In an emailed statement, district spokeswoman Stephanie Hartley wrote: “Although we have not received official notification of a lawsuit, we have been informed that Ms. Canty-Aaron has filed a complaint in federal court. We have no comment on the matter at this time.”
Canty-Aaron contends that she was demoted and shuffled out of her position after Smith took over as interim superintendent.
After she was hired, Canty-Aaron said she brought the issue of potential discrimination in contracting to Dallemand’s attention. When she did, Dallemand empowered her to make changes in the process, according to the suit, but warned her that “such actions could put her job in jeopardy.”
The suit states that the problems Canty-Aaron experienced began to arise once Dallemand left the school system. The suit alleges that Susanne Griffin-Zeibart, an acting superintendent at one point, told Canty-Aaron that she “should be looking for another job because she is black just like Dallemand, and Dallemand is no longer there to protect” her, and that Canty-Aaron “would be a fool not to be looking for other employment.”
The suit also claims that Smith put Canty-Aaron’s changes in selecting new contractors and expenditures “on hold” following his appointment, limiting the changes and her ability to deal with new contracts.
In July 2013, the suit alleges, Canty-Aaron noticed that vendor lists were once again made up solely of all white vendors.
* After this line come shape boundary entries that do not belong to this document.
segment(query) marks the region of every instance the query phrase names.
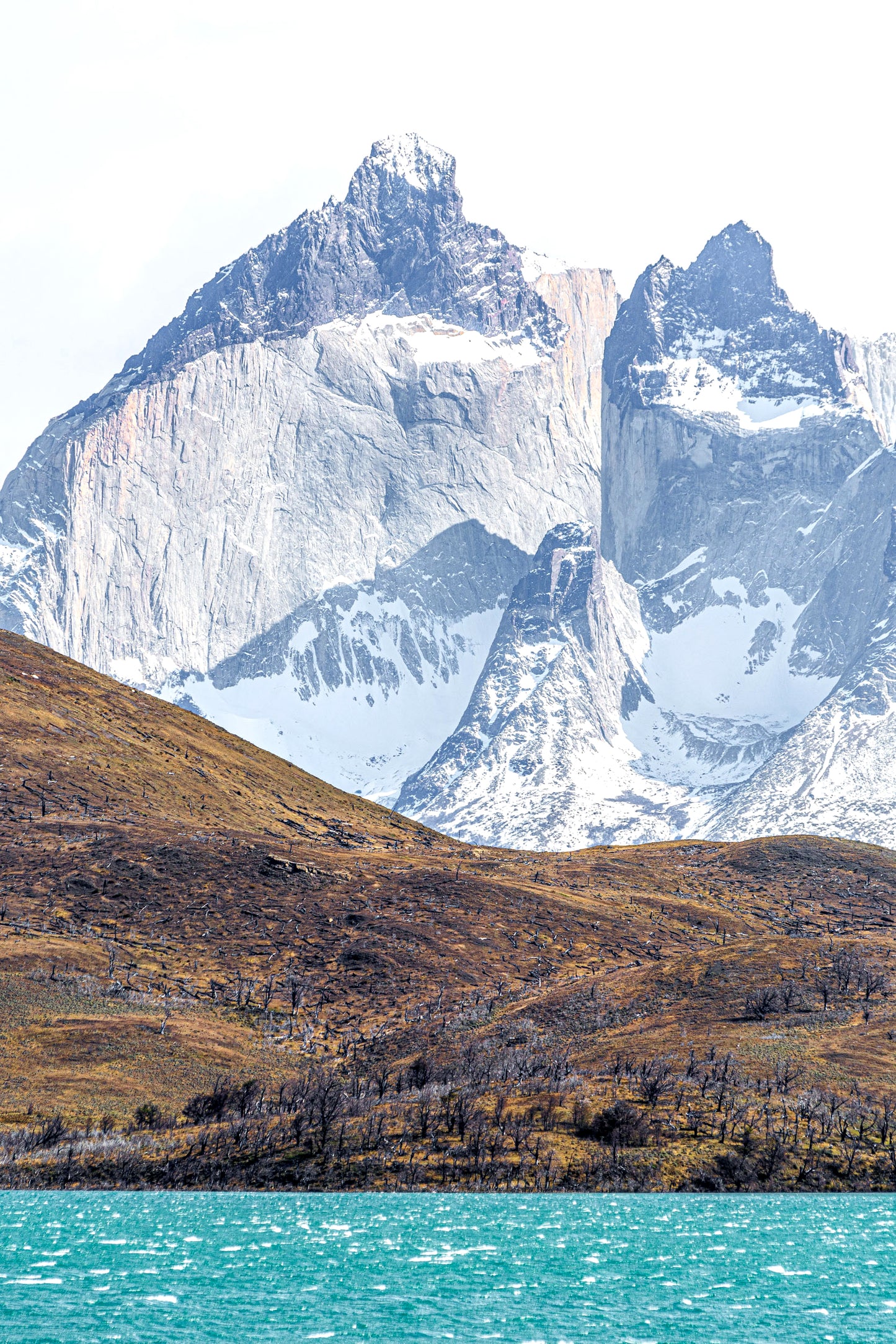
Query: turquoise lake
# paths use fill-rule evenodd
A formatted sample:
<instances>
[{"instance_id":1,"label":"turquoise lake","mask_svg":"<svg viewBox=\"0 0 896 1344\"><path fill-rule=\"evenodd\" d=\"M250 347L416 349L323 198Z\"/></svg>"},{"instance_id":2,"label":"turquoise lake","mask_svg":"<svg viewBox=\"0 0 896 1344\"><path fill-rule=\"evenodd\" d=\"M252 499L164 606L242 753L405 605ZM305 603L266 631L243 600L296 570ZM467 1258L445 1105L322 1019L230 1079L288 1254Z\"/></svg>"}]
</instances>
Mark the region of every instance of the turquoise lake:
<instances>
[{"instance_id":1,"label":"turquoise lake","mask_svg":"<svg viewBox=\"0 0 896 1344\"><path fill-rule=\"evenodd\" d=\"M4 1341L896 1339L896 1196L0 1193Z\"/></svg>"}]
</instances>

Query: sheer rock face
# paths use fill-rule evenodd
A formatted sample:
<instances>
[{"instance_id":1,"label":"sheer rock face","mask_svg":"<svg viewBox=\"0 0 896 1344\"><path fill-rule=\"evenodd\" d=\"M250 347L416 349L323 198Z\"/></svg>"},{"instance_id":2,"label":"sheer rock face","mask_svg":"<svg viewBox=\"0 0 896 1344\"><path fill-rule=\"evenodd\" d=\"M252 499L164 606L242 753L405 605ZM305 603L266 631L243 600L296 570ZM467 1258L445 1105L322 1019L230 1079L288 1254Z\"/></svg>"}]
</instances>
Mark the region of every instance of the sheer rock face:
<instances>
[{"instance_id":1,"label":"sheer rock face","mask_svg":"<svg viewBox=\"0 0 896 1344\"><path fill-rule=\"evenodd\" d=\"M650 267L606 343L603 558L545 539L399 805L547 848L895 843L896 457L861 360L793 309L744 224ZM562 601L555 552L578 575Z\"/></svg>"},{"instance_id":2,"label":"sheer rock face","mask_svg":"<svg viewBox=\"0 0 896 1344\"><path fill-rule=\"evenodd\" d=\"M609 273L539 277L463 218L450 156L383 141L31 446L0 622L157 685L463 519L532 552L599 516L614 316Z\"/></svg>"},{"instance_id":3,"label":"sheer rock face","mask_svg":"<svg viewBox=\"0 0 896 1344\"><path fill-rule=\"evenodd\" d=\"M688 794L637 771L623 708L650 695L634 590L596 531L553 528L520 579L455 732L398 808L486 844L572 848L662 839Z\"/></svg>"},{"instance_id":4,"label":"sheer rock face","mask_svg":"<svg viewBox=\"0 0 896 1344\"><path fill-rule=\"evenodd\" d=\"M888 448L896 444L896 332L853 341L856 363Z\"/></svg>"}]
</instances>

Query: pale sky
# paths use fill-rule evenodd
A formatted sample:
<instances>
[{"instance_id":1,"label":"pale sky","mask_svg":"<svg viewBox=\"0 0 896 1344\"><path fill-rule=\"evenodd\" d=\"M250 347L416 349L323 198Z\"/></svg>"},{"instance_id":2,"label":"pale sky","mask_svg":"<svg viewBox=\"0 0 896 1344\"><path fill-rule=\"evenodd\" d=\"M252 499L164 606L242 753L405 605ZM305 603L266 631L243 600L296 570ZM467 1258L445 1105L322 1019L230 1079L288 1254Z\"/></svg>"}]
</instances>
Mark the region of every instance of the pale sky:
<instances>
[{"instance_id":1,"label":"pale sky","mask_svg":"<svg viewBox=\"0 0 896 1344\"><path fill-rule=\"evenodd\" d=\"M746 219L825 325L896 329L892 5L28 0L0 27L0 476L380 136L623 292Z\"/></svg>"}]
</instances>

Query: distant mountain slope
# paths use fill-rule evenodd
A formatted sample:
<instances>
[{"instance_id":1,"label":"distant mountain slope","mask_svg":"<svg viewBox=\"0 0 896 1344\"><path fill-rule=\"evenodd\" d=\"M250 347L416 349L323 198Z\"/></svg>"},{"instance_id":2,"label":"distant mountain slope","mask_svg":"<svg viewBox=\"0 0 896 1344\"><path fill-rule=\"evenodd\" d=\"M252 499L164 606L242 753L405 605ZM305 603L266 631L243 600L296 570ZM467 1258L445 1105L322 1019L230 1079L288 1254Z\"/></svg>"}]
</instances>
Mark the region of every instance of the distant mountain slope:
<instances>
[{"instance_id":1,"label":"distant mountain slope","mask_svg":"<svg viewBox=\"0 0 896 1344\"><path fill-rule=\"evenodd\" d=\"M543 266L465 219L449 155L379 142L31 445L0 620L159 685L455 523L532 552L596 517L615 290Z\"/></svg>"},{"instance_id":2,"label":"distant mountain slope","mask_svg":"<svg viewBox=\"0 0 896 1344\"><path fill-rule=\"evenodd\" d=\"M161 694L340 788L394 802L461 719L531 560L480 523L458 523Z\"/></svg>"}]
</instances>

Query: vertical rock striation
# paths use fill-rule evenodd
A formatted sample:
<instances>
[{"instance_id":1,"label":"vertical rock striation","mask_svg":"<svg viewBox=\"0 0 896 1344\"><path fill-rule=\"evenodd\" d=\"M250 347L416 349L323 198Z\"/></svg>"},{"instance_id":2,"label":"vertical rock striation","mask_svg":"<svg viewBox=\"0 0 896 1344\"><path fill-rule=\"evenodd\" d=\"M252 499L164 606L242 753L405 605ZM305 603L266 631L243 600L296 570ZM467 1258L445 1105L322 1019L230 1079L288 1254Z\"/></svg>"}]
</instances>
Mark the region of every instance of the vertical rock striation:
<instances>
[{"instance_id":1,"label":"vertical rock striation","mask_svg":"<svg viewBox=\"0 0 896 1344\"><path fill-rule=\"evenodd\" d=\"M157 685L465 519L529 552L596 519L615 292L578 285L598 323L572 332L549 297L572 312L576 282L466 220L449 155L379 142L28 449L0 620Z\"/></svg>"}]
</instances>

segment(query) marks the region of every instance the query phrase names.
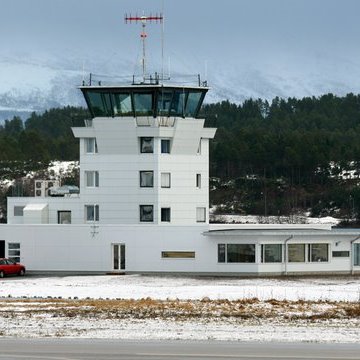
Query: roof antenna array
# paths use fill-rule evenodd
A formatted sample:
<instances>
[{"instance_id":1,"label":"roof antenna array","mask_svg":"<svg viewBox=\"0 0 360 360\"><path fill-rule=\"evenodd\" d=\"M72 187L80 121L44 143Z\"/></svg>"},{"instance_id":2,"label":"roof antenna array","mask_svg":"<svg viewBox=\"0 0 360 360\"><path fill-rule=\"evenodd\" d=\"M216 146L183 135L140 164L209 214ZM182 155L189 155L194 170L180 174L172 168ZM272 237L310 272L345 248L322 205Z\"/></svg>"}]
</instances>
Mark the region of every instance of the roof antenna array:
<instances>
[{"instance_id":1,"label":"roof antenna array","mask_svg":"<svg viewBox=\"0 0 360 360\"><path fill-rule=\"evenodd\" d=\"M131 14L129 16L127 16L127 14L125 14L125 24L127 23L132 23L132 22L135 22L136 24L138 22L141 22L141 26L142 26L142 31L141 31L141 34L140 34L140 38L142 40L142 45L143 45L143 57L142 57L142 60L141 60L141 64L142 64L142 73L143 73L143 81L145 83L145 80L146 80L146 47L145 47L145 44L146 44L146 38L147 38L147 34L146 34L146 24L147 22L156 22L156 23L162 23L163 22L163 16L162 14L156 14L156 15L151 15L150 16L131 16Z\"/></svg>"}]
</instances>

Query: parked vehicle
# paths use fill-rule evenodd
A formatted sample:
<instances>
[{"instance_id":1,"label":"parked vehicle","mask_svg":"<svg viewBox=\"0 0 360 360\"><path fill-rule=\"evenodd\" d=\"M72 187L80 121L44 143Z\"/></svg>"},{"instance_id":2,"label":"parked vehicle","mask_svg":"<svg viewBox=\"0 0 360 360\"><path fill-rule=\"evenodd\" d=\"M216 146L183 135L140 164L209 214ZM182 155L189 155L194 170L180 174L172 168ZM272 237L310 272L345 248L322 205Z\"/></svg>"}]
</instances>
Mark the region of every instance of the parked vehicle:
<instances>
[{"instance_id":1,"label":"parked vehicle","mask_svg":"<svg viewBox=\"0 0 360 360\"><path fill-rule=\"evenodd\" d=\"M0 278L5 275L25 275L25 266L11 259L0 258Z\"/></svg>"}]
</instances>

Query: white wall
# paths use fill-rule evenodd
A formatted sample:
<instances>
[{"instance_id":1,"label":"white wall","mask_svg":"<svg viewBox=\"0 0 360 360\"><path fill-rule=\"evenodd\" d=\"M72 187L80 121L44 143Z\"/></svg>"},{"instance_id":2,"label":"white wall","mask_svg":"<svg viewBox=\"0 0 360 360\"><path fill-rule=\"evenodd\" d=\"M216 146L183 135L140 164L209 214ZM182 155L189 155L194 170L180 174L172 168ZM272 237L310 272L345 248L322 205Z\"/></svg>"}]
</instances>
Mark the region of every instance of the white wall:
<instances>
[{"instance_id":1,"label":"white wall","mask_svg":"<svg viewBox=\"0 0 360 360\"><path fill-rule=\"evenodd\" d=\"M126 246L127 272L177 272L209 274L281 274L306 272L350 272L350 258L332 258L334 249L350 251L349 235L334 233L298 235L293 243L328 243L329 261L324 263L262 264L264 243L283 243L284 236L247 235L206 236L207 225L1 225L0 238L21 243L21 261L33 271L112 270L112 244ZM340 243L339 243L340 241ZM219 243L256 244L256 263L218 263ZM338 243L338 245L336 245ZM161 258L162 251L194 251L194 259ZM360 267L355 267L360 271Z\"/></svg>"}]
</instances>

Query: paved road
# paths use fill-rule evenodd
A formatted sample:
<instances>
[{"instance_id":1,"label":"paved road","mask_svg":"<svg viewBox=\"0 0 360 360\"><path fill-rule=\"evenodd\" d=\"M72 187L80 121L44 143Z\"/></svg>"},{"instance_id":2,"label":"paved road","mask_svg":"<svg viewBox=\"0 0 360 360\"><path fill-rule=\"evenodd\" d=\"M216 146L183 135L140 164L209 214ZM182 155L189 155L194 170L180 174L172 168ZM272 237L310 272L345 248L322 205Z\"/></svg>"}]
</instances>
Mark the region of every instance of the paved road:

She brought the matter to Smith’s attention and was subsequently excluded from meetings she previously had a prominent role in.
In August 2013, Jason Daniel, “a 39-year-old white male,” was brought in “to work with” Canty-Aaron, according to the suit. Soon afterward, Daniel was named executive director of capital programs, and though she was told her duties would not change, they did. Daniel’s position took over her previous duties, and she was told she would have to apply for a new position of safety environmental manager that had been created for her. She was also forced to move her office to a warehouse, and her pay was cut by more than 50 percent, according to the suit.
In May, she filed an Equal Employment Opportunity Commission complaint “after enduring this demeaning and discriminatory treatment for approximately two years.”
After the complaint, she was given a bad performance review, her first, which she refused to sign, the suit states. She is still employed as safety environmental manager with the district.